Van Niekerk’s article
With this background Van Niekerk’s article and the Ombudsman’s reliance on it is now examined.
I have repeatedly pointed out that, in recent years, a characteristic of our modern judiciary is the almost complete absence of law and the substitution for the law of what I have called the Rule of Jolly-Good-Ideas. Judges (and academics) no longer make decisions in terms of the existing law, but in terms of their own moral lights. This as I have previously pointed out is a return to Greek system of Themis which existed before the Rule of Law.
So, when reading Van Niekerk’s article, I suggest the question must be kept in mind is: “Is he expressing a view on the existing law or expressing his view as to what he thinks or would like the law to be?” Now even the most cursory reading of his article leads to the conclusion that the idea that a causal link must exist between the breach of the policy term and the loss is his idea of what the law should be. It is not what the law currently, in fact, is. His article makes it clear the current law is, in fact, is exactly the opposite to what he is suggesting.

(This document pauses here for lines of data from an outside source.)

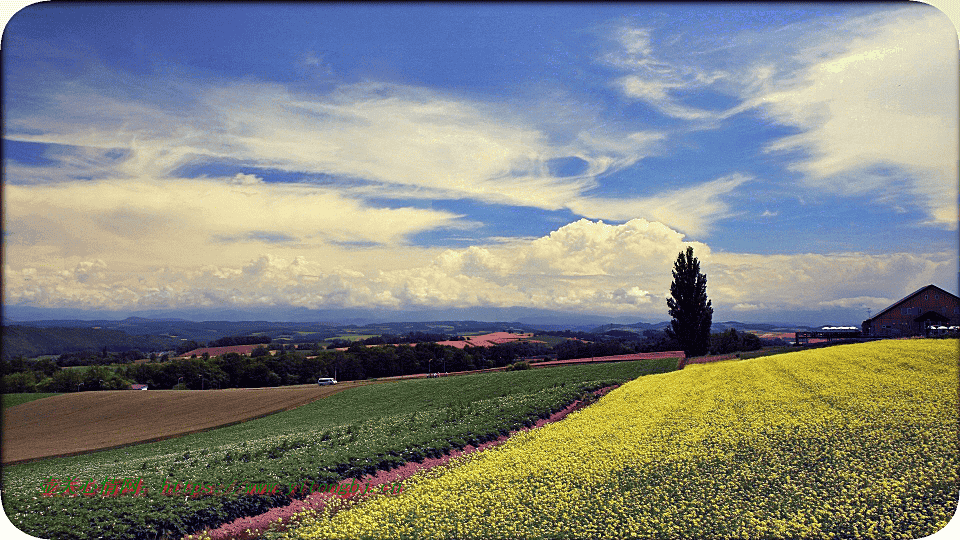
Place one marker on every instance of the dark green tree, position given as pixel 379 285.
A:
pixel 691 310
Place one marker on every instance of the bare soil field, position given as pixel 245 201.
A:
pixel 83 422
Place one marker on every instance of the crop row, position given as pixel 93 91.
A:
pixel 347 435
pixel 854 441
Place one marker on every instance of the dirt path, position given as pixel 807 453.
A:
pixel 83 422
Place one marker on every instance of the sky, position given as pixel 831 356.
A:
pixel 388 157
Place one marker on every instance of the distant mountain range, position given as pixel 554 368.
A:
pixel 539 318
pixel 56 336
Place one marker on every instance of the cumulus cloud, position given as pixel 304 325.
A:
pixel 186 222
pixel 584 266
pixel 692 209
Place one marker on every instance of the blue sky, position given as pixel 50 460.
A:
pixel 412 156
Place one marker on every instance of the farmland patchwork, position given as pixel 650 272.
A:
pixel 854 441
pixel 348 435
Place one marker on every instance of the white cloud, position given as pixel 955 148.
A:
pixel 878 113
pixel 691 209
pixel 152 222
pixel 874 95
pixel 584 266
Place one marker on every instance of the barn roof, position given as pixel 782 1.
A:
pixel 909 296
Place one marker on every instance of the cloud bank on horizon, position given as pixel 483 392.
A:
pixel 399 157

The current law is as indicated by the above two cases. A breach of a warranted term in the policy is clear grounds for repudiation. No link is required. Van Niekerk argues for an alternative, the link approach. He concludes to get to his position, “Although the causal requirement should ideally be taken up in legislative reform … it can be argued that this is not necessary. All that is required to put the matter beyond doubt is an appropriate … case … and a suitable pronouncement by that court on the issue.” In other words, judges should endorse his idea and convert his idea into legal practice. It is interesting to note the diminished role of Parliament. It has been completely abrogated and replaced with judges. Its role as the sovereign law-making institution which existed in 1968 when dealing with the Jordan matter has been replaced by judges. So, to change the law, it is not necessary to take it back to parliament, merely take it to a judge. Themis will guide the judge to endorse Van Niekerk’s idea.

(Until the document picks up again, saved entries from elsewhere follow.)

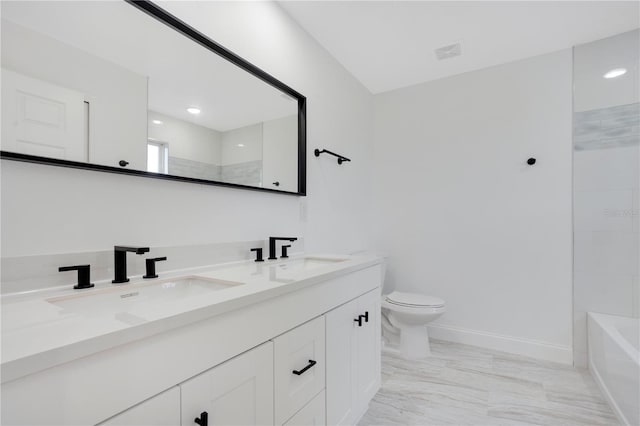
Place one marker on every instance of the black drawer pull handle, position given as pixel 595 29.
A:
pixel 311 364
pixel 203 420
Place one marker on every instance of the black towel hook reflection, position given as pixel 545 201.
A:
pixel 341 158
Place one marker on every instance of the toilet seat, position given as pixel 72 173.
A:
pixel 413 300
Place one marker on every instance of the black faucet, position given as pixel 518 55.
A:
pixel 272 245
pixel 84 275
pixel 120 262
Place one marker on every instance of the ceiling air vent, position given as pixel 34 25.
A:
pixel 449 51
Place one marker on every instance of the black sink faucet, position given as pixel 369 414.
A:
pixel 120 262
pixel 272 245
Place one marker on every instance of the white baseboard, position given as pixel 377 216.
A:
pixel 499 342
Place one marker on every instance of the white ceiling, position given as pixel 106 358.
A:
pixel 390 44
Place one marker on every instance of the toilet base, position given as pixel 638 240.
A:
pixel 414 342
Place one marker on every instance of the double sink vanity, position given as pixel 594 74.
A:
pixel 277 342
pixel 293 341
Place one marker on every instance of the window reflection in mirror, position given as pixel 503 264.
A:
pixel 80 88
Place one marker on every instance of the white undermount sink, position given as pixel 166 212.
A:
pixel 143 300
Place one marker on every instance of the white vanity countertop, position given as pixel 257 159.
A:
pixel 39 332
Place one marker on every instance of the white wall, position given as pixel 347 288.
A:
pixel 248 136
pixel 280 150
pixel 186 140
pixel 55 210
pixel 117 96
pixel 463 217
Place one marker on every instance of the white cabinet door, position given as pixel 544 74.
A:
pixel 299 367
pixel 368 336
pixel 312 414
pixel 237 392
pixel 39 118
pixel 342 357
pixel 161 410
pixel 353 358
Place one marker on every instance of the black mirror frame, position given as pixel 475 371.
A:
pixel 166 18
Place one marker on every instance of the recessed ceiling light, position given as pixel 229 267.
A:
pixel 615 73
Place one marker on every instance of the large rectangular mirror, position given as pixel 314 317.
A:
pixel 125 87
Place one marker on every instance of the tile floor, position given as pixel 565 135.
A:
pixel 467 385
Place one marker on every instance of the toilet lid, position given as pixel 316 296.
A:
pixel 414 299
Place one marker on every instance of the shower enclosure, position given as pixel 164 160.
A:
pixel 606 160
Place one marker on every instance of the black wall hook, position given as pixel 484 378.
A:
pixel 341 159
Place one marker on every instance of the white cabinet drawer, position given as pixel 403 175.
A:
pixel 312 414
pixel 299 368
pixel 236 392
pixel 161 410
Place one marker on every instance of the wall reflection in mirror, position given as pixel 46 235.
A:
pixel 105 83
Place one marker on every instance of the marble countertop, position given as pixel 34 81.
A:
pixel 38 332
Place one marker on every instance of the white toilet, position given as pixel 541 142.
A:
pixel 404 322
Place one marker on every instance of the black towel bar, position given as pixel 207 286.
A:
pixel 341 159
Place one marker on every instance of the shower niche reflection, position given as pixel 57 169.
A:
pixel 125 87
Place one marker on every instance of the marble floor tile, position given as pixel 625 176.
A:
pixel 466 385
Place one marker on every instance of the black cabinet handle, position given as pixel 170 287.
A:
pixel 311 364
pixel 203 420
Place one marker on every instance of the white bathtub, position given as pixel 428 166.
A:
pixel 614 361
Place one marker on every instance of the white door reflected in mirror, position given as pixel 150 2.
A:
pixel 107 95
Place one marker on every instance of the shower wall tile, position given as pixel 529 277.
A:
pixel 606 169
pixel 605 253
pixel 606 178
pixel 247 173
pixel 603 210
pixel 610 294
pixel 193 169
pixel 607 128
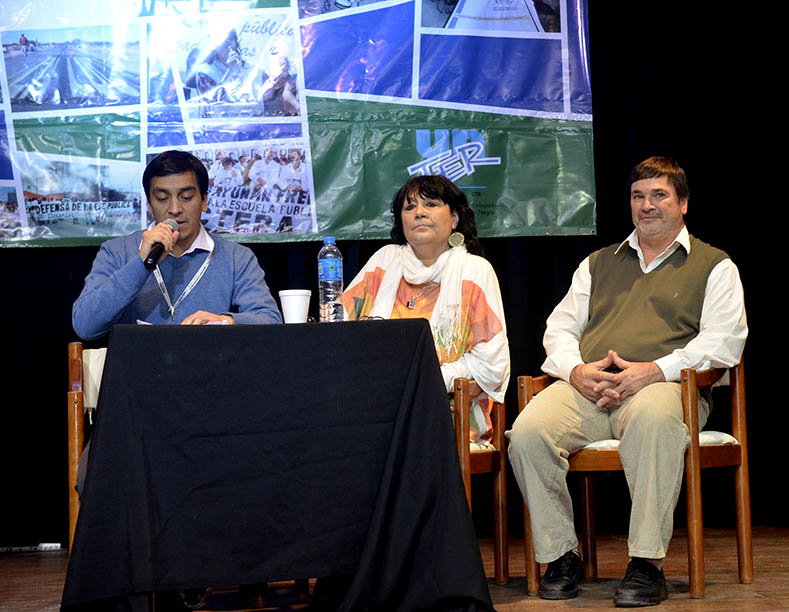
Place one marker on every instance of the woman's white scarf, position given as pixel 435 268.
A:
pixel 401 262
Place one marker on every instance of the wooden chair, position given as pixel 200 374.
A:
pixel 493 461
pixel 84 379
pixel 587 461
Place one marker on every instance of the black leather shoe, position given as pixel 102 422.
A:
pixel 643 585
pixel 562 577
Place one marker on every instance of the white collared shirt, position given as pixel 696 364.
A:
pixel 722 329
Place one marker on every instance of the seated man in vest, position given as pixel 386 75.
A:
pixel 198 279
pixel 635 315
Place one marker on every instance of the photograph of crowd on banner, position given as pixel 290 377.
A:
pixel 226 66
pixel 257 188
pixel 150 8
pixel 312 8
pixel 55 69
pixel 77 199
pixel 502 15
pixel 10 225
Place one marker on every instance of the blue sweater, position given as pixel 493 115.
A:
pixel 120 290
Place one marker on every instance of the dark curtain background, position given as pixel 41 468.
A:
pixel 678 79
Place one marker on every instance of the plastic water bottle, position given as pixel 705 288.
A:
pixel 330 281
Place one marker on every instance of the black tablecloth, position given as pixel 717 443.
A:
pixel 243 454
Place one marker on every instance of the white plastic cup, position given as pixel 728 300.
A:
pixel 295 304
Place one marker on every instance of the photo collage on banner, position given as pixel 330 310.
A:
pixel 308 114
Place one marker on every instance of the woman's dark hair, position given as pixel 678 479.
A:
pixel 175 162
pixel 440 188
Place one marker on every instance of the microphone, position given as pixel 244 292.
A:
pixel 155 254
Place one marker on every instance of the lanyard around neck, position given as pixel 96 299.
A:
pixel 195 279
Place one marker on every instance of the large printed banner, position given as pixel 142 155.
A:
pixel 308 114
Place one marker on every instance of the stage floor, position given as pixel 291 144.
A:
pixel 33 582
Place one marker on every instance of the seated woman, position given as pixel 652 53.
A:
pixel 435 271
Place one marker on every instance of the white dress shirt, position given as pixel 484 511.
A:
pixel 722 328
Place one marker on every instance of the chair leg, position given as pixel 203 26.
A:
pixel 76 438
pixel 744 541
pixel 500 545
pixel 588 532
pixel 532 567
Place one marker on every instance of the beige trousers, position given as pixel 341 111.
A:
pixel 560 421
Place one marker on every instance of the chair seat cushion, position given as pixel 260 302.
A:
pixel 706 438
pixel 92 369
pixel 476 447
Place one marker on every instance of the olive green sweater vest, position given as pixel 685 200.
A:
pixel 645 316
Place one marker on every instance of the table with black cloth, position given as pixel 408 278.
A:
pixel 228 455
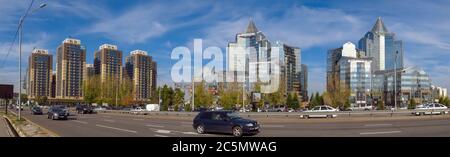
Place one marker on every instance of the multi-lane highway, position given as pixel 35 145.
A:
pixel 117 125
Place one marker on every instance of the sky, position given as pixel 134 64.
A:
pixel 157 27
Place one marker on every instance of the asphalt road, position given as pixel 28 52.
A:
pixel 4 128
pixel 114 125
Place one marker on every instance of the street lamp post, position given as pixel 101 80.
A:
pixel 395 81
pixel 20 51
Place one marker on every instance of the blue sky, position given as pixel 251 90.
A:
pixel 159 26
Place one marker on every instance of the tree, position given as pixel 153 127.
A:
pixel 446 101
pixel 381 105
pixel 412 104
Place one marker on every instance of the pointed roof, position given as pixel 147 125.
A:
pixel 251 28
pixel 379 27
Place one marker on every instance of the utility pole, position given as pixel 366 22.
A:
pixel 395 81
pixel 193 94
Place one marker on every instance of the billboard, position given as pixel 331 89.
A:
pixel 6 91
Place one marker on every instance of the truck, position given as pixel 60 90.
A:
pixel 152 107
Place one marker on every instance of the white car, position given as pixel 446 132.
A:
pixel 320 112
pixel 137 110
pixel 429 109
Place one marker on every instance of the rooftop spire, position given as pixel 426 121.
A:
pixel 379 27
pixel 251 28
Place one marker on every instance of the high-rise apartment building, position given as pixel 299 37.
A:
pixel 39 74
pixel 70 69
pixel 348 70
pixel 304 83
pixel 240 56
pixel 382 46
pixel 141 69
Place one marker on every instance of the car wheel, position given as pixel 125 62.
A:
pixel 200 129
pixel 237 131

It thus can be accepted that, at present, as a matter of law, there is no general requirement that a link exist between the breach of a policy term and the loss. As indicted when the mere two cases discussed above are considered, that the link theory is, in any event, not universally workable in practice. It does not meet the requirement of a being a law of general application.
Short-term Ombudsman’s requirement
Having come to the conclusion that Van Niekerk’s views do not, or, claim to, reflect the current legal position, where does that leave the industry with the Ombudsman’s requirement that a link must exist between the breach of the policy term and the loss? Although one can be very sympathetic to what the Ombudsman is attempting to achieve, the conclusion is inevitable; His requirement is not in terms of the existing law. It is thus concluded that as matters now stand the Ombudsman’s requirement cannot be sustained and this places individual insurers in a very uncomfortable position. It can also be shown that a requirement causal link exist cannot be sustained in terms of equity.
This conclusion does not solve the perceived problem of repudiating claims for a breach of a policy term as highlighted by the above two cases. It is suggested that a workshop be convened with claims managers of the insurance companies to discuss this issue and to decide what action, if any, is needed to address the perceived problem.